As wildly contradictory accounts trickled out about a terror attack at an Algerian gas plant, one source of information proved to be the most reliable: announcements by the al-Qaida-linked militants themselves.

The hostage-takers phoned in regularly with up-to-the-minute reports, offered eerily accurate numbers of hostages taken and killed, and clearly laid out their goals.

All this came via a Mauritanian news website that — apart from receiving calls from radical Islamists and al-Qaida-linked militants — is known for its reliability on more mundane local news.

Algeria‘s official information, in contrast, was silent and murky. At one point the state news service even went dark online before returning with a home page scrubbed of all mention of the hostage crisis that had riveted the world.

When Algerian officials were willing to comment — only anonymously — their information drastically underplayed the scope of the hostage siege that left at least 37 captives and 29 militants dead and sent scores of foreign energy workers fleeing across the desert for their lives.

The reliability of the information from the kidnappers was a departure from the more bombastic and exaggerated announcements typical of al-Qaida-affiliated insurgents in Iraq, Afghanistan and other conflicts.

Also, instead of publishing statements on a password-protected jihadi website entirely in Arabic, the Masked Brigade that claimed responsibility for the gas plant attack sent its information to a news website published in both French and Arabic, reaching a much wider audience.

“It was in the interests of the gunmen to get their story out and the Algerians didn’t perceive it was in their interest to get the story out in real time,” said William Lawrence, the North Africa analyst for the International Crisis Group. “The gunmen needed to negotiate through the media, politicize the Mali conflict through the media, and score jihadist points in the media.”

The editor of the Mauritanian site, the Nouakchott Information Agency, also known as ANI, attributed the difference in style to the Masked Brigade‘s founder, Moktar Belmoktar.

“Moktar is a man who speaks frankly of what he wants, he’s straight forward,” said El Mokhtar Ould Sidi, who added that his site left out the parts of the kidnappers’ statements that he deemed to be propaganda. “It’s very different from al-Qaida in the Islamic Maghreb or al-Qaida central.”

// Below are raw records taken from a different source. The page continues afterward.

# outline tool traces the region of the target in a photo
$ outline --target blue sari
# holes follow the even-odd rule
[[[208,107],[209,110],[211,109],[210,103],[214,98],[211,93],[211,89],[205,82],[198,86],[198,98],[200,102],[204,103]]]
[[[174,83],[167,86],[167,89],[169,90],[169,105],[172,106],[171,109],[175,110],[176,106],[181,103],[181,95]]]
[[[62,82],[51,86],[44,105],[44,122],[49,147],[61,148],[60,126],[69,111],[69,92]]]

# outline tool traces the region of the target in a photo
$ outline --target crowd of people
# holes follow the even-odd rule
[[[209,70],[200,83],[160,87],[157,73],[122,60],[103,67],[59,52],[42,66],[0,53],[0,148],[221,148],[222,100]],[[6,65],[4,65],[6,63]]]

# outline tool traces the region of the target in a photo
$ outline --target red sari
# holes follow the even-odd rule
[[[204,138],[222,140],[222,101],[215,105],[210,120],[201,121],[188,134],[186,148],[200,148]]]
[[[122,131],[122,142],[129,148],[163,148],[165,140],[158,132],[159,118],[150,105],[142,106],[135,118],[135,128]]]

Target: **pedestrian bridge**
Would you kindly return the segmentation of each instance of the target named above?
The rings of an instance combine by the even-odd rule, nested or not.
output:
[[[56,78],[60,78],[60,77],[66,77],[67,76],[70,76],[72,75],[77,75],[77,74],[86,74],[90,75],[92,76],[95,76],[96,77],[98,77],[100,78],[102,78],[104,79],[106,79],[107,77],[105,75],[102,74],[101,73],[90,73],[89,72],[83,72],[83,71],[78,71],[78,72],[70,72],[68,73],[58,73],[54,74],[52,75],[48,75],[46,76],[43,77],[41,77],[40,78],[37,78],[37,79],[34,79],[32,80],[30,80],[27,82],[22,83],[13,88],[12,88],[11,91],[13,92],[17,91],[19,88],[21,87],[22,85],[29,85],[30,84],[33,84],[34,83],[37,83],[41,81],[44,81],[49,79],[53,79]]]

Figuring out what was happening during North Africa‘s most audacious terror attack was no easy matter with the Ain Amenas natural gas complex deep in the Sahara desert, more than 800 miles (1,300 kilometers) from the capital, Algiers.

Despite a vibrant local newspaper scene, Algeria is not an easy place for foreign journalists to operate and information about security matters is kept under tight control by the military-dominated government.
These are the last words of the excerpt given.